We believe we have to be the mothers who effortlessly make cupcakes that look exactly like ladybugs, employees who juggle 5 different projects that are always finished a week before their deadlines, and wives/girlfriends who give spa-quality massages and cook gourmet meals, all the while sporting a toned body, perfect hair, and walking in 4-inch heels. Trust me, I’m right there with you. It’s hard to give up the chase of perfection – we want to be all of those things for the people we love, and to completely slash that ideal is a bit scary. However, if we don’t, we’re going to be a jack of all trades and a master of none.

As Dr. Glimcher stated, we need to prioritize aspects of our lives and devote our attention to those things that truly matter. Many times we feel that we have to “do it all,” and in reality, all we’re doing is stretching ourselves thin. So take off the chains that shackle you to that impossible goal of perfection and instead, start allocating a majority of your time to those 5 things most important to you.
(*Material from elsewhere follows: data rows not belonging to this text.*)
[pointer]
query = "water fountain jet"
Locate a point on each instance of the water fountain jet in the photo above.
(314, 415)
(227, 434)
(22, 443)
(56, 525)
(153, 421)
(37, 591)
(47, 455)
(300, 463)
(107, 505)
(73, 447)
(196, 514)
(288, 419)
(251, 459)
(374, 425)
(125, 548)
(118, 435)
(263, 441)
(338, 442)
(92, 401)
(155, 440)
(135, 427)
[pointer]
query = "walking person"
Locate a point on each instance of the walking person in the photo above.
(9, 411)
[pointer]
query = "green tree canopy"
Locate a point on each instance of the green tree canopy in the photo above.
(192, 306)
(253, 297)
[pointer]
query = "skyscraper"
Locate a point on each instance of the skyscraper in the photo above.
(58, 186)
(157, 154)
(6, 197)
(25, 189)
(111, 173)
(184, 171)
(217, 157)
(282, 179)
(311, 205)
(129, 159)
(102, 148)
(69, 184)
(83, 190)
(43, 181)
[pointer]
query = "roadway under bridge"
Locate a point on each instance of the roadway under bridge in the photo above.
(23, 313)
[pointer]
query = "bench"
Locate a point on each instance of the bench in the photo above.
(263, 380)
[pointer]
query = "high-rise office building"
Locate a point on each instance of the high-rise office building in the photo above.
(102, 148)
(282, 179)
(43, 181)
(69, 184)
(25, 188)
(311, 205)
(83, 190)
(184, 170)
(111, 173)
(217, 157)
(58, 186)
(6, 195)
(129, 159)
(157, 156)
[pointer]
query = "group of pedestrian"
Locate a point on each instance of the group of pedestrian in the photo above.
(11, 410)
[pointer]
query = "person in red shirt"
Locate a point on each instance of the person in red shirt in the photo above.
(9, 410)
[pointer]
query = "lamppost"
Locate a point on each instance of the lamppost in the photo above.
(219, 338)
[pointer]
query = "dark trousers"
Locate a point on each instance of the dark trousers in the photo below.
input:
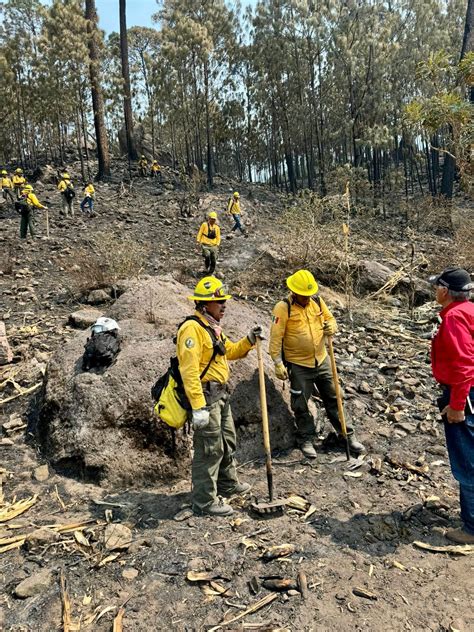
(237, 224)
(87, 201)
(26, 223)
(8, 193)
(460, 444)
(302, 382)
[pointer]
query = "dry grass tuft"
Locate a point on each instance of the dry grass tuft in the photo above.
(105, 260)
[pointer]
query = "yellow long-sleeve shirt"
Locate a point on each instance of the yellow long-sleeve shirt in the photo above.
(18, 181)
(63, 185)
(32, 200)
(202, 237)
(301, 334)
(233, 206)
(194, 349)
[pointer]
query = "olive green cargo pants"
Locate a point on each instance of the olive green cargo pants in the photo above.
(210, 257)
(302, 381)
(213, 469)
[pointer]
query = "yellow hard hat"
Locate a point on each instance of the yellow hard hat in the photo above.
(303, 283)
(209, 289)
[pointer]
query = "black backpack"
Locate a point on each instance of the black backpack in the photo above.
(173, 368)
(69, 193)
(22, 207)
(101, 350)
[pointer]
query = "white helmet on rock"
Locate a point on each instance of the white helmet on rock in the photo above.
(104, 324)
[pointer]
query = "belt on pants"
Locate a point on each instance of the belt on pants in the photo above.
(214, 391)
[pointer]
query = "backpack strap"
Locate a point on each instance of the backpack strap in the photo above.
(316, 299)
(214, 339)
Let me tell you, it’s absolutely freeing.

There you have it – just a snippet of what I learned in the book but still valuable information.  If you find this remotely inspiring, go out, get the book, and read it in full.  It’s a great catalyst for women in all stages of life and will give you a new perspective on how we, as a gender, need to step up our game.  The women before us got us this far, but we can’t settle for the status quo – the continued disrespect, unequal pay, and lack of leadership positions.  So go to your local library, browse Barnes & Noble’s website, whatever – just make sure you get this in your hands.  It’s a life-changer.